Well, eating dogs and cats is completely unacceptable here in the U.S.  To a lesser extent, the same with horses.  I'm sure many would feel disgust at the idea of eating monkeys, chimpanzees, or other more intelligent animal species as well. 

Eating insects is considered very odd.  Tripe and organ meats (are they the same thing?) are considered gross, some grosser than others.  For example, most Americans would find eating brain disgusting, but eating liver is not unusual.  It also depends on what part of the country you're in.


----------



## Orreaga

So far this discussion has been limited to animals and meat, what about other food taboos? 

For instance, in Navajo culture, do not eat corn when it is raining because lightning will strike you.  Also, do not eat nuts from a piñon pine that has been struck by lightning or you will have bad luck.


----------



## sokol

One Catholic taboo I could offer: my grandmother was horrified of the thought of someone not eating the host in church but taking it home (in the mouth), taking it out, *cutting (!) *it with a knife and eating it.

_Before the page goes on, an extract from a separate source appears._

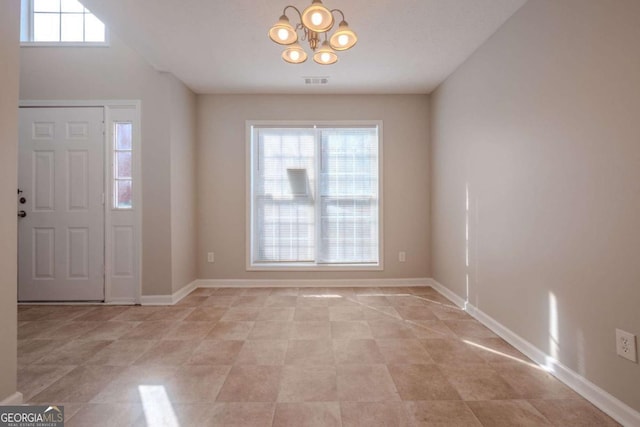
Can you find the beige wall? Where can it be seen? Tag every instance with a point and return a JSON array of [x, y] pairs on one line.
[[9, 74], [183, 185], [221, 177], [543, 126], [117, 72]]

The cutting was the part she was especially frightened of; she told horror stories of men doing this and going to hell as a consequence, and as I was very little at the time I was horrified, too.

But I don't think that this applies any more - and why on Earth should someone even _think _of taking the host home to cut it in the first place?


----------



## viera

Dietary restrictions in the Catholic church, in particular the obligation to refrain from eating meat on Fridays, were done away with a long time ago (in the early sixties) by the second Vatican Council under Pope John 23rd.


----------



## sokol

viera said:


> Dietary restrictions in the Catholic church, in particular the obligation to refrain from eating meat on Fridays, were done away with a long time ago (in the early sixties) by the second Vatican Council under Pope John 23rd.


Could you, please, tell this my parents? 
It seems that no-one ever has told them ...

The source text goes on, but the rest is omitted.